Often you see the singleton design pattern being used for Java services in the context of a servlet. Most often this is I see this done for JDBC connection brokers. You can imagine how useful it is to be able to statically access and request a JDBC connection without having to pass a pointer around. Using a static variable to reference obviously makes things easier, but at what cost? Using a static reference works well if you only have one application running inside a single JVM. However servlets may, or may not work that way. You don't know. Most servlet runtime environments in fact do run all servlets inside a single JVM.

    So the result is that static reference is shared between all servlets, in this case a JDBC Broker. This poses a couple problems. Now a single rogue servlet can disable all other servlets running on a server by modifying that static reference. One servlet cannot modify the settings on the static variable without risking interfering with the operation of other servlets.

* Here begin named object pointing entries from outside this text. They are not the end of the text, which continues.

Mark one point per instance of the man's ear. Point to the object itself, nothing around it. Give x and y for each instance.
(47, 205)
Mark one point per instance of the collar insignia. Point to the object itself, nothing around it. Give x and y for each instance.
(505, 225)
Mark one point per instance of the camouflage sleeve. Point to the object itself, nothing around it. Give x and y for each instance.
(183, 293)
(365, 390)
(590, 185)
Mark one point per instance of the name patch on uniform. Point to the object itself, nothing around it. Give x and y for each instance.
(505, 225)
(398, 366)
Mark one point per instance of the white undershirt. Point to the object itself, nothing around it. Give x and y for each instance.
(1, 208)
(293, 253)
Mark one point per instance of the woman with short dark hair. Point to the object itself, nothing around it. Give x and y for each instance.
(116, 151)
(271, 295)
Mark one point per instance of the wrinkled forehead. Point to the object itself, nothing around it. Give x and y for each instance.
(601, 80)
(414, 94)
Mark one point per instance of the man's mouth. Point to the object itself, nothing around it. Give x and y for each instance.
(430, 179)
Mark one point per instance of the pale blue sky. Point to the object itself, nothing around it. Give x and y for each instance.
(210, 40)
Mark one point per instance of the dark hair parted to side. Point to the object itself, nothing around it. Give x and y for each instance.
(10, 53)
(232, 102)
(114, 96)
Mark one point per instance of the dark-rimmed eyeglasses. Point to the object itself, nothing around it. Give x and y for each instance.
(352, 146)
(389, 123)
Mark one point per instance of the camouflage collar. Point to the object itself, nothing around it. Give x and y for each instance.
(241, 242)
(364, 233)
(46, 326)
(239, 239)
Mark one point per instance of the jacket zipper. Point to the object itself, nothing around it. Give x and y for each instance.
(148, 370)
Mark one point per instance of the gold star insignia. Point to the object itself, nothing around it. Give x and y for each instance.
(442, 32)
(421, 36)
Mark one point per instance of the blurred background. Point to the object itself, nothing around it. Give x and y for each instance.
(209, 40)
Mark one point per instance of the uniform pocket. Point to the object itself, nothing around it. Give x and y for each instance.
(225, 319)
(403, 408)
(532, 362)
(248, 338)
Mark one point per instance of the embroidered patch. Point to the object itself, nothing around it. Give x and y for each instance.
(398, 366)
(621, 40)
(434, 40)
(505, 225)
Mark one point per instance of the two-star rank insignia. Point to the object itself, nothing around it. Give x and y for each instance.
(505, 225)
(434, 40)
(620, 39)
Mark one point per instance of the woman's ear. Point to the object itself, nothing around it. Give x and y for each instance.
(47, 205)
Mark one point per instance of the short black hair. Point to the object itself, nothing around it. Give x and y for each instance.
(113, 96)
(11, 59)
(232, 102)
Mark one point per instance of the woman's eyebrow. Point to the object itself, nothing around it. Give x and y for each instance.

    The original design of apollo used a static holder to allow easy access to the PageManager, LogManager and the other services without having to pass around a pointer. This had to be quickly phased out because as soon as a second servlet started on the same server, it would reprogram the PageManager with the second servlets Page tree, disabling the first servlet. What apollo now uses is may seem something less then ideal. There is an object called the ManagerTracker (MT for short), which is required to access any of apollo's services. This, unfortunately, means you need to pass this object into the constructors of any objects which need a ManagerTracker reference. This can become frustrating at times, but the alternative, a singleton reference to the ManagerTracker, is even worse. Although apollo encourages the use of a non-singleton approach, apollo should still function if a singleton reference is used. If the final deployment is in a controlled environment, a singleton reference could be used, but it may end up being a dangerous design decision.